65.715°N, 16.728°W; summit elev. 800 m
All times are local (unless otherwise noted)
"Two continuously recording tiltmeters, of a new type designed and built by the Nordic Volcanological Institute, have been installed in the Krafla-Mývatn area. One, close to the power house in Krafla, has been in operation since August, and replicates the water tiltmeter which has been operated at this location for over a year. A second tiltmeter was installed in late October close to a hotel at Reykjahlid and the recorders are placed at a nearby temporary observatory. This tiltmeter shows inflation towards the SE, confirming inflation between Reykjahlid and Hverfjall (just off figure 1, SE of Reykjahlid and SW of Námafjall) discovered by dry tilt levelling in October.
"At 0600 on 2 November, all seismometers started to show harmonic tremor, the continuous tiltmeter in Krafla showed deflation towards the NW, and the Reykjahlid tiltmeter a slight deflation towards the SE. At about noon, both harmonic tremor and deflation in Krafla had stopped. Total deflation within the caldera was about 3 cm and had been fully reversed by 5 November. The 8 September tilt change at the Krafla power house should be fully reversed by early December. Only a few small earthquakes were recorded, none of which was felt. Increased thermal activity in Gjástykki, N of the 8 September eruption site (2:9), indicated magma intrusion N of the caldera.
"At Lake Mývatn, geothermal activity has increased and steam causes considerable problems in the area. The main road to eastern Iceland passes through the steam field, where visibility is usually only a couple of meters. The Mývatn area is enveloped in fog in calm weather, and, with the advent of winter, telephone and power lines are continuously threatened by accumulating ice. The diatomite factory near Mývatn has now been encircled by a dam 3-4 m high in order to divert lava flows. Equipment for water pumping has been installed on the dam for additional security. Civil defense is in a state of top alertness, access roads have been partially rebuilt to insure that they can be kept passable under any weather conditions, and the telecommunication system has been greatly improved."

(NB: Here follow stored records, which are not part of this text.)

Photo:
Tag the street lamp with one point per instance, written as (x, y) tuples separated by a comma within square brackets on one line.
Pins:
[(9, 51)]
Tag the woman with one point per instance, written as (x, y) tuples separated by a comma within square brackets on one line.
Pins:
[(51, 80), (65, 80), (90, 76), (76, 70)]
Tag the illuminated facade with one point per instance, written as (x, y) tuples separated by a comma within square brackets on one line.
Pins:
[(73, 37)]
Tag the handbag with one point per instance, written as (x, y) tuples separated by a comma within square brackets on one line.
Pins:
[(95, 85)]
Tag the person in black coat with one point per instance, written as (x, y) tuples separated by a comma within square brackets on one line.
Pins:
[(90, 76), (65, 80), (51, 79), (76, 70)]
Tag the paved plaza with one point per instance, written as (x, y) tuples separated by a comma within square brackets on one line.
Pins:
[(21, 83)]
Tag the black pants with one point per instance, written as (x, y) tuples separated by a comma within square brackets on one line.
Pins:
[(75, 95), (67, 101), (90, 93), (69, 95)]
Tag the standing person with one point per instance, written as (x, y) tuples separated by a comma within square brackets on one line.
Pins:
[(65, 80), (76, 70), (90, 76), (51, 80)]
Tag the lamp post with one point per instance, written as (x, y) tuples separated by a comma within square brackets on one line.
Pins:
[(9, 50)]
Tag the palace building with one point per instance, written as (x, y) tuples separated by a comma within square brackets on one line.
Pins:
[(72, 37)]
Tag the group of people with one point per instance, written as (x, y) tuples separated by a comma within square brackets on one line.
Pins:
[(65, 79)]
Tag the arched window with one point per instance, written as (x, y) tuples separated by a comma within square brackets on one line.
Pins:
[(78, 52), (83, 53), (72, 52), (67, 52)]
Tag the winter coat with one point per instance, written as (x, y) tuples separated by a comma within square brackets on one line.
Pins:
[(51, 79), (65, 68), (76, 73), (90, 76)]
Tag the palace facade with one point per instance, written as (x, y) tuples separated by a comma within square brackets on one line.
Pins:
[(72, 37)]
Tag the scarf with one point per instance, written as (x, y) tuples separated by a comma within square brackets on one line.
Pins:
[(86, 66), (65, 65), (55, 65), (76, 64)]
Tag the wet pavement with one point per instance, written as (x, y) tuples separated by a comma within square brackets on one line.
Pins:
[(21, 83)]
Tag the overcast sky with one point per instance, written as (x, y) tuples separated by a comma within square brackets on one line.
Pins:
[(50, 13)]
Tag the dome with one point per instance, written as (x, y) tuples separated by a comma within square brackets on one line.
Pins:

Geologic Background. The Krafla central volcano, located NE of Myvatn lake, is a topographically indistinct 10-km-wide caldera that is cut by a N-S-trending fissure system. Eruption of a rhyolitic welded tuff about 100,000 years ago was associated with formation of the caldera. Krafla has been the source of many rifting and eruptive events during the Holocene, including two in historical time, during 1724-29 and 1975-84. The prominent Hverfjall and Ludent tuff rings east of Myvatn were erupted along the 100-km-long fissure system, which extends as far as the north coast of Iceland. Iceland's renowned Myvatn lake formed during the eruption of the older Laxarhraun lava flow from the Ketildyngja shield volcano of the Fremrinamur volcanic system about 3800 years before present (BP); its present shape is constrained by the roughly 2000 years BP younger Laxarhraun lava flow from the Krafla volcanic system. The abundant pseudocraters that form a prominent part of the Myvatn landscape were created when the younger Laxarhraun lava flow entered the lake.
Information Contacts: G. Sigvaldason, NVI.